The president daily ticks off a "parade of horribles" that will occur once the sequester goes into effect. An obsequious press uncritically repeats whatever he says.
It is perhaps time for every American to read Wm. L. Shirer's "The Rise and Fall of the Third Reich." From 1925 to 1932, Shirer served as European correspondent for the Chicago Tribune. In 1937, Edward R. Murrow, CBS' European manager, hired Shirer as European Bureau chief. Shirer lived and worked in Germany from 1934 to 1940 (the years during which Hitler consolidated his power, raped Austria and Czechoslovakia, and started WWII) -- the years during which the German press was made politically clean -- politically correct.

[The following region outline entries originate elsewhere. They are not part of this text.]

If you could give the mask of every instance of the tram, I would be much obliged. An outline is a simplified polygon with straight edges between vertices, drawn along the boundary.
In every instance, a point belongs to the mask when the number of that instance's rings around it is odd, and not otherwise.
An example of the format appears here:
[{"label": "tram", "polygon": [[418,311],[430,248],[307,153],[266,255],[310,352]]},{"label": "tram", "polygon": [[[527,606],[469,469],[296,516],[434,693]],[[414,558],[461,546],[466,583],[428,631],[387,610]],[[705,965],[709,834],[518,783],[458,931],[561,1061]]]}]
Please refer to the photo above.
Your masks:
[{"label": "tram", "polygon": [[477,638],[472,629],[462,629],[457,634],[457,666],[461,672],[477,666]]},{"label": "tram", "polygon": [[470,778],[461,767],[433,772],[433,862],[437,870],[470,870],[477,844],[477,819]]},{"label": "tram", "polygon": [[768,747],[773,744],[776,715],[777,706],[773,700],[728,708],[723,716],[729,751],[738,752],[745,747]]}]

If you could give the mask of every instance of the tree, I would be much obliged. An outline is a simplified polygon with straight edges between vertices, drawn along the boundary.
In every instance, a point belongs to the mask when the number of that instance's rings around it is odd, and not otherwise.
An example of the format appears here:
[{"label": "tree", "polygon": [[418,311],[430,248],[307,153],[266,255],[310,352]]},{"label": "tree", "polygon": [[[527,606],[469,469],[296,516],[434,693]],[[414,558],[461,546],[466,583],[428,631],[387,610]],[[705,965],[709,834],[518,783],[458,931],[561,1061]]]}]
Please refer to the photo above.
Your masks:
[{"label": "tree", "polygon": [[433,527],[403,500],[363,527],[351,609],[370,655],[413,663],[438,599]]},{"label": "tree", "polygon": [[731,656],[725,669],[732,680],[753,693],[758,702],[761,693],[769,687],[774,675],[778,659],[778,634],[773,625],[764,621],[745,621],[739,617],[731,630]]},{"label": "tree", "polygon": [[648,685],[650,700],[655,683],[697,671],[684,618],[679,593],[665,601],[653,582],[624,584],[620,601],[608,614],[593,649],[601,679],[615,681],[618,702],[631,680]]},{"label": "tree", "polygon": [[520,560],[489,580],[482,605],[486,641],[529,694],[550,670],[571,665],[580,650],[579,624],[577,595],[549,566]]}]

Shirer writes, "To be an editor in the Third Reich one had to be, in the first place, politically and racially clean. The Reich Press Law of October 4, 1933, which made journalism a "public vocation," regulated by law, stipulated that all editors must possess German citizenship, be of Aryan descent and not be married to a Jew. Section 14 of the Press Law ordered editors "to keep out of the newspapers anything which in any manner is misleading to the public, mixes selfish aims with community aims, tends to weaken the will of the German Reich, outwardly or inwardly, the common will of the German people, the defense of Germany, its culture and economy ... or offends the honor and dignity of Germany ...."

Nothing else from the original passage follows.